Jamie Collin (Edinburgh)

"Being and the Existence - The Debate 100 Years On"


Abstract: In Problems of Philosophy Russell distinguished between ‘being’ and ‘existence’, where the latter was reserved for objects in time and space, and the former for abstract objects.

One hundred years on from the publication of Problems the legitimacy of a distinction between being and existence is hotly contested. Today the debate is recast in terms of quantification; where the orthodox—such as Peter van Inwagen [2009] and John Burgess [2008]—maintain Quine’s theory of quantification, in which quantification expresses existence, and the reformers—such as Graham Priest [2005, 2008] and Jody Azzouni [2004, 2007]—deny this, holding instead a view more akin to that expressed by Russell in Problems, where quantification and existence can come apart. The Quinian theory of quantification has faced pressure on two fronts, one stemming from debates in the philosophy of mathematics, where it has been argued that linguistic data shows that quantification does not express existence, and the other stemming from debates in metaphysics more generally, where it has been argued that rejecting the Quinian view can make sense of the supposedly insubstantive nature of a number of ontological debates.

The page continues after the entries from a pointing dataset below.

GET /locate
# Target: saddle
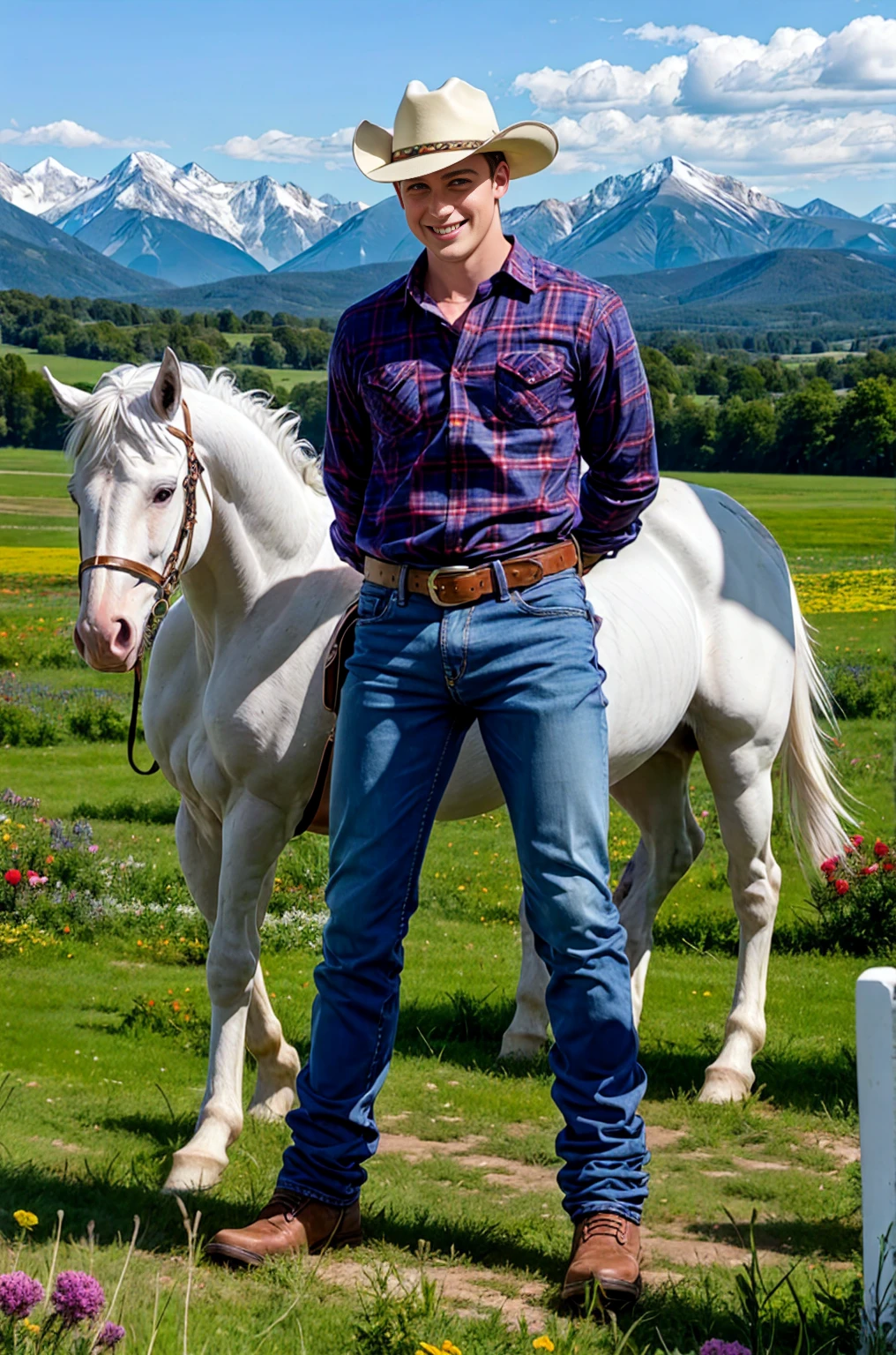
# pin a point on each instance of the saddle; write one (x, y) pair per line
(316, 814)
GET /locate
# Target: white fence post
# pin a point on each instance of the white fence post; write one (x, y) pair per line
(876, 1069)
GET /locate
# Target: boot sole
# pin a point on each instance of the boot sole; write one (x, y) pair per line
(240, 1258)
(615, 1294)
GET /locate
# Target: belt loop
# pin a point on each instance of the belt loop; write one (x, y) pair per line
(500, 581)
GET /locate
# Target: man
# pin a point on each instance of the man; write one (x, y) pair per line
(459, 401)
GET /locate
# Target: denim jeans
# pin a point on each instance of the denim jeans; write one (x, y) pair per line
(525, 665)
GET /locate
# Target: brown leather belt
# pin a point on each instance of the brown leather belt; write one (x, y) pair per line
(457, 586)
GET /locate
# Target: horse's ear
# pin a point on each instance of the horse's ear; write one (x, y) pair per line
(70, 399)
(166, 393)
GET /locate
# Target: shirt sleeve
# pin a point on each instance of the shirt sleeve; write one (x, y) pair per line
(347, 452)
(617, 442)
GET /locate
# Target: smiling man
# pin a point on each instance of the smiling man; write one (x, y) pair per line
(461, 399)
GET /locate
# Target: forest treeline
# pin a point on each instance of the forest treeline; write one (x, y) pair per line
(716, 407)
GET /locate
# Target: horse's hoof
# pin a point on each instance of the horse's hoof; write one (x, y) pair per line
(273, 1107)
(517, 1045)
(723, 1086)
(193, 1172)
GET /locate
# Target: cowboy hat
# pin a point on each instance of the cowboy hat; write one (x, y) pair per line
(437, 128)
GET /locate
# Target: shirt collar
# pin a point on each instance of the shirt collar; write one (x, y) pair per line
(518, 265)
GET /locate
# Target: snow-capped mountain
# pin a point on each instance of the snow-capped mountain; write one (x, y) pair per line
(883, 215)
(41, 187)
(263, 219)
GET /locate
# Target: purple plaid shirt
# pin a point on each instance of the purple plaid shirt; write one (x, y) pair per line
(452, 446)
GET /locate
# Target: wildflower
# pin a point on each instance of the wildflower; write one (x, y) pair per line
(78, 1297)
(19, 1294)
(108, 1336)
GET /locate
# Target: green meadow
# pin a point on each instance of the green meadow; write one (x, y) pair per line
(465, 1236)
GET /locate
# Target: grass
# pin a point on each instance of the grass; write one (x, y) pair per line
(98, 1109)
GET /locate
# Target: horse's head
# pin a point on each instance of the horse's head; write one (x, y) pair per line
(129, 488)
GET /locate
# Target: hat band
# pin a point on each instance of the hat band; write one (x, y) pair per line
(436, 148)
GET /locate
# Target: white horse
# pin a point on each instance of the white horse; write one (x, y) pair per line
(702, 642)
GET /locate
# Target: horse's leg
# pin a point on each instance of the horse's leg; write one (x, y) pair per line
(655, 796)
(741, 778)
(527, 1033)
(277, 1061)
(252, 838)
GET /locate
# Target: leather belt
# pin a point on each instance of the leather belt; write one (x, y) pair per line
(459, 586)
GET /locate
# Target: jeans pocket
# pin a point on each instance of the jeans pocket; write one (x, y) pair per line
(557, 595)
(374, 602)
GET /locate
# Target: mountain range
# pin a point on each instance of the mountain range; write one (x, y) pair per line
(149, 224)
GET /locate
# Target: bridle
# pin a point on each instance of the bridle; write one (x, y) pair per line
(166, 581)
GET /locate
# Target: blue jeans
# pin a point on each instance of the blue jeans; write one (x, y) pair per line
(525, 665)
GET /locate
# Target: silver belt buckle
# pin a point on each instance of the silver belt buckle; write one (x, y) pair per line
(444, 569)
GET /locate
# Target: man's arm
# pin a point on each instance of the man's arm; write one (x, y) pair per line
(347, 452)
(616, 423)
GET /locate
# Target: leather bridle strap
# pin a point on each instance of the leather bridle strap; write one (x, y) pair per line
(166, 581)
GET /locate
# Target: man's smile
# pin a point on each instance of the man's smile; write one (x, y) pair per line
(444, 232)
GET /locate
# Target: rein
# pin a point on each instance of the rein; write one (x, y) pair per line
(166, 581)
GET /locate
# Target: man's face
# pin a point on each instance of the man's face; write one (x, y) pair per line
(452, 212)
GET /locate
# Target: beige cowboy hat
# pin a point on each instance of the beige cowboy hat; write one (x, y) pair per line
(437, 128)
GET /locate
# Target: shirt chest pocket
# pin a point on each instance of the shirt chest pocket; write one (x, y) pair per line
(529, 385)
(392, 397)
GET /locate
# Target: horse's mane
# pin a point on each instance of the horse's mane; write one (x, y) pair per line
(105, 422)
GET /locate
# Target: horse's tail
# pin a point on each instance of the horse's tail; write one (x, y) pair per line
(815, 794)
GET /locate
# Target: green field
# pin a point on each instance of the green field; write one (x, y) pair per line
(468, 1162)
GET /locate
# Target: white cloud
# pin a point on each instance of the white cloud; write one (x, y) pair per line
(767, 146)
(284, 148)
(723, 73)
(70, 134)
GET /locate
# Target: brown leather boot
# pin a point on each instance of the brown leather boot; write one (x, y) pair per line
(287, 1225)
(605, 1249)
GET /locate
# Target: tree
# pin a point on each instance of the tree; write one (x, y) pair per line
(807, 419)
(866, 429)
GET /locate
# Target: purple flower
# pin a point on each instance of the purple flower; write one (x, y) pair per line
(78, 1296)
(19, 1294)
(108, 1336)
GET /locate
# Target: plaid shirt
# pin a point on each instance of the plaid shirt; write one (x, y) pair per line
(452, 446)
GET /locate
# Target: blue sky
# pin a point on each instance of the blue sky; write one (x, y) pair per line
(796, 96)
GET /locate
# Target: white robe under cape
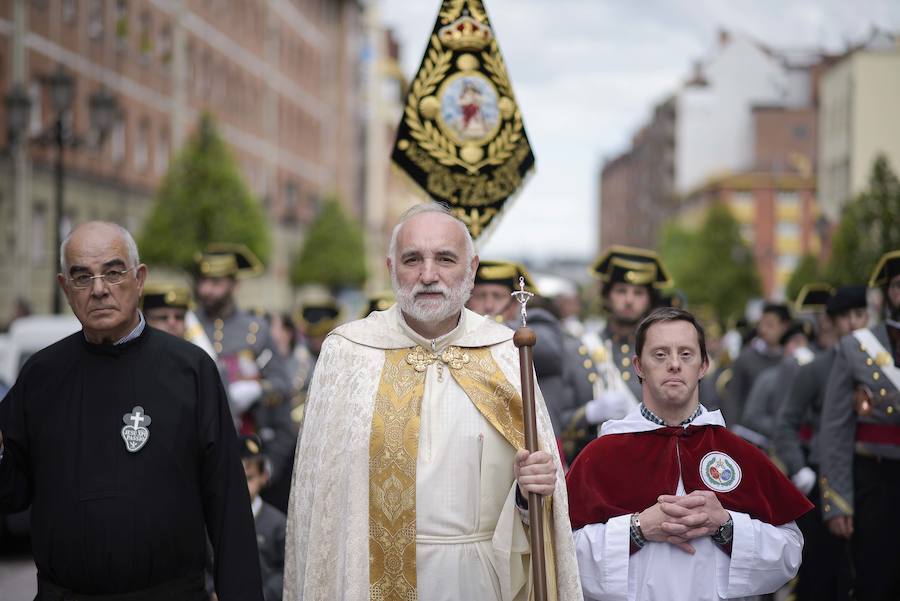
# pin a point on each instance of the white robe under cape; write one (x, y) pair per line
(461, 546)
(763, 557)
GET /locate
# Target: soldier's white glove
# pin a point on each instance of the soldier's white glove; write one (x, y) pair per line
(804, 479)
(242, 394)
(610, 405)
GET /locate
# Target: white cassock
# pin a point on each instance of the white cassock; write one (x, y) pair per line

In this paper I will provide a sketch of the considerations that have inclined philosophers to doubt the Quinian approach to ontological commitment.

I will then lay out some considerations in favour of the Quinain view, arguing that these apparently competing considerations can be reconciled by shifting away from the traditional focus on the semantics of quantification and attending instead to its pragmatics.

In doing so, I will claim, one can carve out a new account of ontological commitment that capitalises on the on the insights of current theories whilst circumventing their problems, and conclude that the Russellian distinction between being and existence should be rejected.

Having developed a framework for understanding the relationship between ontological commitment and the existential quantifier, which draws on a notion of nominalistic adequacy, I show how this framework can be put to use in the philosophy of logic; in particular its bearing on logical consequence and the ‘speed- up’ phenomena.